This is an automated email from the ASF dual-hosted git repository.
kabhwan pushed a commit to branch master
in repository https://gitbox.apache.org/repos/asf/spark.git
The following commit(s) were added to refs/heads/master by this push:
new 51615b62007 [SPARK-41596][SS][DOCS] Document the new feature "Async
Progress Tracking" to Structured Streaming guide doc
51615b62007 is described below
commit 51615b62007add3eca004f33890d8f39b3b58698
Author: Jerry Peng <[email protected]>
AuthorDate: Wed Jan 18 10:31:43 2023 +0900
[SPARK-41596][SS][DOCS] Document the new feature "Async Progress Tracking"
to Structured Streaming guide doc
### What changes were proposed in this pull request?
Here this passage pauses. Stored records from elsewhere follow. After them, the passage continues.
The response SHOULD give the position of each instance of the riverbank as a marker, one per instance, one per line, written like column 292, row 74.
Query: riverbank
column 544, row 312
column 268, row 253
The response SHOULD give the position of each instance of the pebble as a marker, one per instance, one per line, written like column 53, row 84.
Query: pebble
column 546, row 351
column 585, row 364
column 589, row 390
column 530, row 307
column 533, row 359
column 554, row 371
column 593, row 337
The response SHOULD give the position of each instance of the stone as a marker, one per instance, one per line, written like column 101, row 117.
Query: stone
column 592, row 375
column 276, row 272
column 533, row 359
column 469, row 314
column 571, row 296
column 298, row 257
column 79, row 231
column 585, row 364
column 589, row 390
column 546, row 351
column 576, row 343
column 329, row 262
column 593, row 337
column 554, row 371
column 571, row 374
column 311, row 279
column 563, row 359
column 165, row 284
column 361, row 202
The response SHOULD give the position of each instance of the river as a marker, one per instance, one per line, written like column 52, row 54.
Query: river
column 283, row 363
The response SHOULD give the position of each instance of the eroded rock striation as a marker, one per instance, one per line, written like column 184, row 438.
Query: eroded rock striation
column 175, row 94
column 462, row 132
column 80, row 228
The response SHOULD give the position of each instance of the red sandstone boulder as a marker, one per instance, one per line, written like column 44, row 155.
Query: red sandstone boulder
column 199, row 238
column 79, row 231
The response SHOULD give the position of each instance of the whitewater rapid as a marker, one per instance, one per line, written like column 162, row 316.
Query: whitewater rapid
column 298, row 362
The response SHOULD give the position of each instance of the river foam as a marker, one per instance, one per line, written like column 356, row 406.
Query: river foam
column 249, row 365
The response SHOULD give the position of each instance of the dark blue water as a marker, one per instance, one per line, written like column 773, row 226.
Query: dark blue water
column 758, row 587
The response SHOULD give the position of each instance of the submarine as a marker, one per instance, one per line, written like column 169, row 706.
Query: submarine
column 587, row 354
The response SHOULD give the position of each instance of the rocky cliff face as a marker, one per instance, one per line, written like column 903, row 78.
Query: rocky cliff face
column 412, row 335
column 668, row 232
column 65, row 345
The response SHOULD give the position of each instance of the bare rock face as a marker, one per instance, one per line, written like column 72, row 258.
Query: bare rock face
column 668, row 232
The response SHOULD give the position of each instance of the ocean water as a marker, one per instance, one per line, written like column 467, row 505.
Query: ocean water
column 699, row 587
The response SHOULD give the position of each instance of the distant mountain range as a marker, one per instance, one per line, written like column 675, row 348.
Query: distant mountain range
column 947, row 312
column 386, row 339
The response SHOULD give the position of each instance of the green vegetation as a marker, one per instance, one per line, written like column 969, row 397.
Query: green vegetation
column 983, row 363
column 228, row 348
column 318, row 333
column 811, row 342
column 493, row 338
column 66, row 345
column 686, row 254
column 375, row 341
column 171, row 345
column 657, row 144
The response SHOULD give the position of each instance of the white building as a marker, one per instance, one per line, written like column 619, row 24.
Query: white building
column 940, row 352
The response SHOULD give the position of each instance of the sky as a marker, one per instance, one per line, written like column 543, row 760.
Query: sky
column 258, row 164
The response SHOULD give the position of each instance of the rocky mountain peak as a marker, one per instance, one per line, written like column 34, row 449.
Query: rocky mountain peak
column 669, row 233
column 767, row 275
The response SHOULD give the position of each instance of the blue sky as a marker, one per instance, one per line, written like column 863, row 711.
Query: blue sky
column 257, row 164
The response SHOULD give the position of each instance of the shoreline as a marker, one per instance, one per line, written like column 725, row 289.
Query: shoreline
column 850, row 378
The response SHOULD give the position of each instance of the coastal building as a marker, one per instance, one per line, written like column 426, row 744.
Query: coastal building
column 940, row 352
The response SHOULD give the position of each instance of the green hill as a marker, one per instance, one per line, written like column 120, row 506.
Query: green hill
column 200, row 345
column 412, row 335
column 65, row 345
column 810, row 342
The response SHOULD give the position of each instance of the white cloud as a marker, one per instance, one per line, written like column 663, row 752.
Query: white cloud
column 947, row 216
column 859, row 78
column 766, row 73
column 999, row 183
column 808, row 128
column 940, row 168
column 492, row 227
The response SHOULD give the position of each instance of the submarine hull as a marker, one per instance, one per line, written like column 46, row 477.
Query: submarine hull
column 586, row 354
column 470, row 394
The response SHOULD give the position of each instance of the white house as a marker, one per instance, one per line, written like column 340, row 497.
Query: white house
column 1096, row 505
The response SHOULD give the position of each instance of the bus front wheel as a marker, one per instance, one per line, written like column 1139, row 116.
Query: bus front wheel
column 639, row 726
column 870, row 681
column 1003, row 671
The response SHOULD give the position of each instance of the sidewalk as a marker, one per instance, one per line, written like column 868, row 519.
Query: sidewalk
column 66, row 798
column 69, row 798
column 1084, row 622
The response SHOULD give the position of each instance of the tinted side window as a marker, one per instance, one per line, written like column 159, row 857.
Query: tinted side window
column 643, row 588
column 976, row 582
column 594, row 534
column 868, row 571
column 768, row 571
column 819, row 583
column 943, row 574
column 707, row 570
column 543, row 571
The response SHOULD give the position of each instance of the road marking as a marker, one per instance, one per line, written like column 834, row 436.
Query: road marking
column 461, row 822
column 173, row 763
Add documentation on how async progress tracking should be used
### Why are the changes needed?
Documentation on async progress tracking is missing
### Does this PR introduce _any_ user-facing change?
no
### How was this patch tested?
n/a
Closes #39538 from jerrypeng/SPARK-41596.
Authored-by: Jerry Peng <[email protected]>
Signed-off-by: Jungtaek Lim <[email protected]>
---
docs/img/async-progress.png | Bin 0 -> 29770 bytes
docs/structured-streaming-programming-guide.md | 56 +++++++++++++++++++++++++
2 files changed, 56 insertions(+)
diff --git a/docs/img/async-progress.png b/docs/img/async-progress.png
new file mode 100644
index 00000000000..ebefc8e4aba
Binary files /dev/null and b/docs/img/async-progress.png differ
diff --git a/docs/structured-streaming-programming-guide.md
b/docs/structured-streaming-programming-guide.md
index 447e08bcb7f..78176c9cb8e 100644
--- a/docs/structured-streaming-programming-guide.md
+++ b/docs/structured-streaming-programming-guide.md
@@ -3570,6 +3570,62 @@ the effect of the change is not well-defined. For all of
them:
if you save your state as Avro-encoded bytes, then you are free to change
the Avro-state-schema between query
restarts as the binary state will always be restored successfully.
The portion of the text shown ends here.